In experiments using a neural scan, researchers at Oxford University found that a specific region of the brain associated with emotion lights up with activity within milliseconds of subjects seeing pictures of infants' faces.

But images of adult faces didn't elicit the same response, said co-principal investigator Morgen Kringelbach, noting that the reaction was the same for both men and women, and for people with and without children.

"We can see what happens immediately in the brain," the neuroscientist said in a phone interview from England on Tuesday. "And what you see is activity starting from the back of the brain, just like you would with any visual stimuli."

Quite to the scientists' surprise, they found that when subjects looked at babies' faces - and only babies' faces - the region of activity shot ahead to an area of the brain above the eyes, known as the medial orbitofrontal cortex.

Kringelbach said the response in the brain to a baby's face - which occurs within one-seventh of a second, or a little more than in the blink of an eye -- is "almost like a signature."

"So that's what makes us think that what happened is really almost like a parental instinct, certainly something that tells us that babies are special, that they need caring for."

"And we know that people who have lesions to that region (of the brain) basically lack emotions."

The researchers, whose study is published in Wednesday's online edition of a Public Library of Science journal, believe their finding could have important applications for identifying postpartum depression.

They suggest brain scans could provide a potentially predictive test for people prone to postpartum depression, a disease marked by an inability to bond with a newborn, which occurs in about 13 per cent of mothers and three per cent of fathers.

"One thing that's well-established in postnatal depression is there's something wrong or something different about the way the mothers and the fathers approach the kids, the way they respond to them," he said. "It's almost as if some of them don't look at their babies."

While there may be many reasons why postpartum depression occurs, Kringelbach said it may be that parents with the disorder don't have the "neural signature" that allows them to respond to their infant.

"If you don't get that signal, maybe that's why you get into this state: 'I should be feeling something for my baby, yet I don't."'

"If that's true, and that's what we're assessing at the moment, then we might be able to use that to pick up much earlier who is more likely to become postnatally depressed."

Dr. Ariel Dalfen, a psychiatrist at Toronto's Mount Sinai Hospital, said the study lends credibility to the belief that depression and postpartum depression are biological in origin.

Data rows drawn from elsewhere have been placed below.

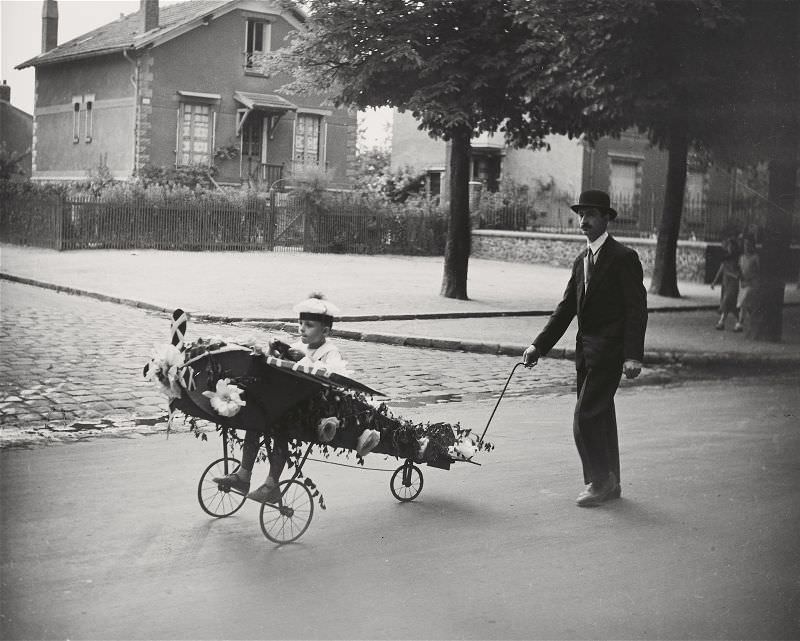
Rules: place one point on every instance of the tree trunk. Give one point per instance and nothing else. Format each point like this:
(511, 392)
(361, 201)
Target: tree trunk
(766, 320)
(459, 232)
(665, 272)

"I see a lot of women with postpartum depression, so I spend a lot of time helping them realize that this is really an illness and it's not just they're being weak or lazy people," Dalfen said.

"They don't feel love for their children, and they can't figure it out. They don't want to be with their kids, they don't get excited by their kids, they don't enjoy their kids," she explained.

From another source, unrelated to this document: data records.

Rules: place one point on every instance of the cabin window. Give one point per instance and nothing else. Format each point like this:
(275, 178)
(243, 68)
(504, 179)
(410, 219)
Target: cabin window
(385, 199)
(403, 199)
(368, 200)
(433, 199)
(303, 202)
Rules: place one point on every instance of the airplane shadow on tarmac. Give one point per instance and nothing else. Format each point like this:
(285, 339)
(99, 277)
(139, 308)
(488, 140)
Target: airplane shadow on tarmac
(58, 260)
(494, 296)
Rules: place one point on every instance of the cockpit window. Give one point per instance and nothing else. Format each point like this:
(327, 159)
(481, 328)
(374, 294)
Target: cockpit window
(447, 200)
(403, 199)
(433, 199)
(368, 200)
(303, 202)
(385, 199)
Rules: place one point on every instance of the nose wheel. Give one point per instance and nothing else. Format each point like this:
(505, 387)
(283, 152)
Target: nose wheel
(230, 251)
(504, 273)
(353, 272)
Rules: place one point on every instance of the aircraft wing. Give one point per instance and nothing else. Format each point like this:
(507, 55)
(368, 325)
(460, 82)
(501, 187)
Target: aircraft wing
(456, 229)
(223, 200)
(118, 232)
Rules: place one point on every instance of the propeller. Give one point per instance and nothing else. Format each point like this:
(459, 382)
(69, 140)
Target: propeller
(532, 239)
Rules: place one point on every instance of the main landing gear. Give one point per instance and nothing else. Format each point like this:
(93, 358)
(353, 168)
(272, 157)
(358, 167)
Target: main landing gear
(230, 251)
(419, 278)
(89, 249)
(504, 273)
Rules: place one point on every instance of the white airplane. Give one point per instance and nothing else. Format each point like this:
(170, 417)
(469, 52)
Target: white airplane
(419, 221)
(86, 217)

"And it becomes a sort of feedback loop, because the mother sees the child, doesn't respond and then the infant doesn't respond when it doesn't get the kind of response it needs to feel safe and loved."

Kringelbach said it's important to identify and treat postnatal depression in a parent, not just for that individual but also for their child's long-term well-being.

"Because we know that children of people with postpartum depression ... don't do as well on emotions. They are much more likely to be depressed themselves and much more likely to have anxiety disorders."